Groundhogs. I hate them. Don’t bother telling me they are cute. I have them at church and in my backyard, and they are destructive beasts. I have witnessed the efforts to rid the church of them, including an undisclosed person in camo staging a surprise raid. They persist.
So there has been some tough talk around ridding both yards of groundhogs. If they all died tomorrow, I would not mourn. Who are their natural predators? I had better never see one face to face. They would be sorry!
So of course, the other day a groundhog ran right out in front of my car when I was going the legal speed limit, making it hard to miss. For a split second the animal’s life hung in the balance. But not because of me. I slammed on the brakes, and amazingly did not hit it.
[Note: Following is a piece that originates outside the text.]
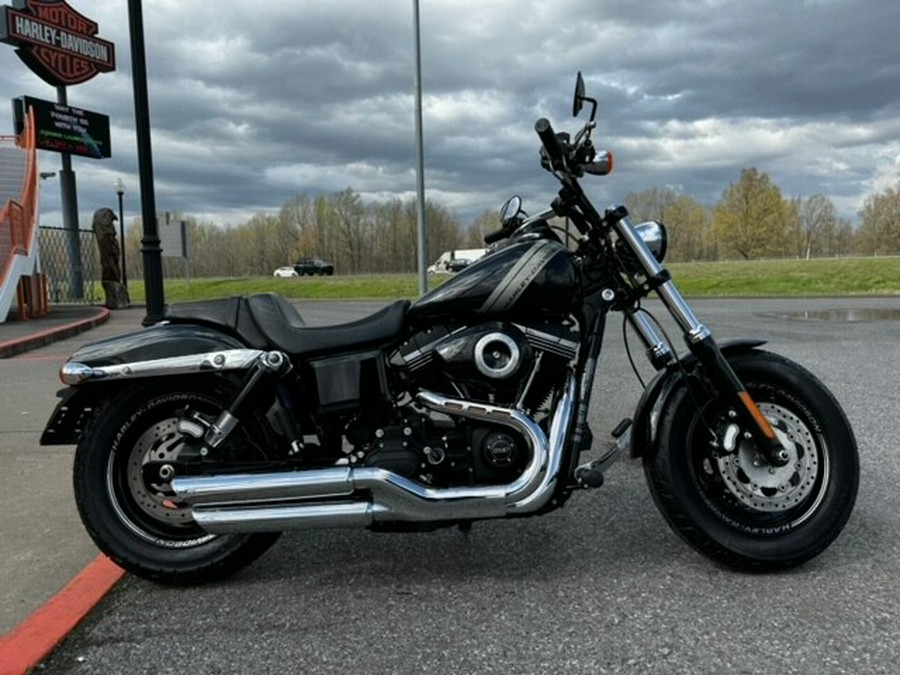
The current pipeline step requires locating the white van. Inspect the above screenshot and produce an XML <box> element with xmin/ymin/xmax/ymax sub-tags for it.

Immediately I thought, some tough talker you are. And I spent some time realizing the violence that finds its way into my words. I would never kill an animal on purpose, but I talk like it. So I am resolved to change that. To say what I mean, to be careful of the words I use, and not to engage in violent language even when I am angry. I need to be reminded of that regularly.
We use violent language because it makes us feel powerful. It is saturated in our daily lives, in the news we consume and the programs we watch. So much of what we say we don’t even think about or reflect on. As a Christian I want to be more aware and more intentional.
In a broader sense I was thinking how hard it is to live in peace with nature. I want to be a good steward of the environment, and I work hard on that. I keep some of my back yard untended so that wildlife can find a refuge. I am careful about what I consume and how it affects the environment. But I realize I want the wildlife that I want, and not groundhogs, rodents or mosquitos.
It is a discipline to live in peace with God’s creation, and we all need to pray more about that, how we live into that. I will never love groundhogs. Ever. But they are my neighbor, and as long as that lasts I have to be at peace with that.